Dato Karama dalam dakwahnya, menggunakan pendekatan syariat, budaya, seni dan tasawuf.  Setelah wafat, jasad Dato Karama kemudian dimakamkan satu kompleks bersama istri dan 2 orang anaknya.

Kini kompleks kuburan Dato Karama yang terletak di Jalan Selar, Kelurahan Lere, Kota Palu itu ditetapkan sebagai situs Cagar Budaya oleh pemerintah. Di kompleks makam ini juga terdapat makam para pengikut setianya,  yang terdiri 9 makam laki-laki, 11 makam wanita dan 2 makam yang tidak diketahui identitasnya.

Makam Pue Njidi

Kompleks makam Pue Njidi, tampak dari luar. Dia adalah Raja Kabonena yang menerima Islam dari Dato Karama,. (Foto: Ken Tsuyoshi Limboki)

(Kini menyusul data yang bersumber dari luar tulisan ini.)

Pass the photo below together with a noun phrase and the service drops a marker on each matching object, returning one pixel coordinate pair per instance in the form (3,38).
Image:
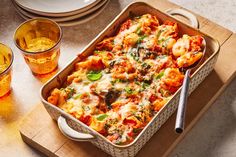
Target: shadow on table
(8,108)
(215,133)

Pue Njidi adalah Raja Kabonena. Menurut catatan sejarah, dirinya hidup dalam periode yang sama dengan Dato Karama. Di prasasti kompleks makamnya, ditulisakan kisahnya yang berduel kesaktian dengan Dato Karama.

Dikisahkan Pue Njidi mengajak Dato Karama untuk bertanding menanam rica atau cabe. Pada saat waktu sore ketika mereka akan memetik rica, ternyata punya pohon rica milik Dato Karama yang lebih dulu berbuah dan masak. Melihat itu, Pue Njidi yakin bahwa Dato Karama memiliki kesaktian. Dia dan seisi rumahnya pun memilih untuk memeluk agama Islam.

Pue Njidi pernah disebut-sebut sebagai raja pertama yang menyambut kedatangan Dato Karama saat pertama kali berlabuh di pantai Teluk Palu. Namun Nurdin dan Harsul Maddini (Dosen Universitas Islam Negeri Datokarama Palu), dalam bukunya yang berjudul “Sejarah Dato Karama (Abdullah Raqi), Ulama Pembawa Islam Dari Minangkabau Ke Sulawesi Tengah”, menuliskan bahwa Raja Besusu, Pue I Ngari lah yang menyambut Dato Karama.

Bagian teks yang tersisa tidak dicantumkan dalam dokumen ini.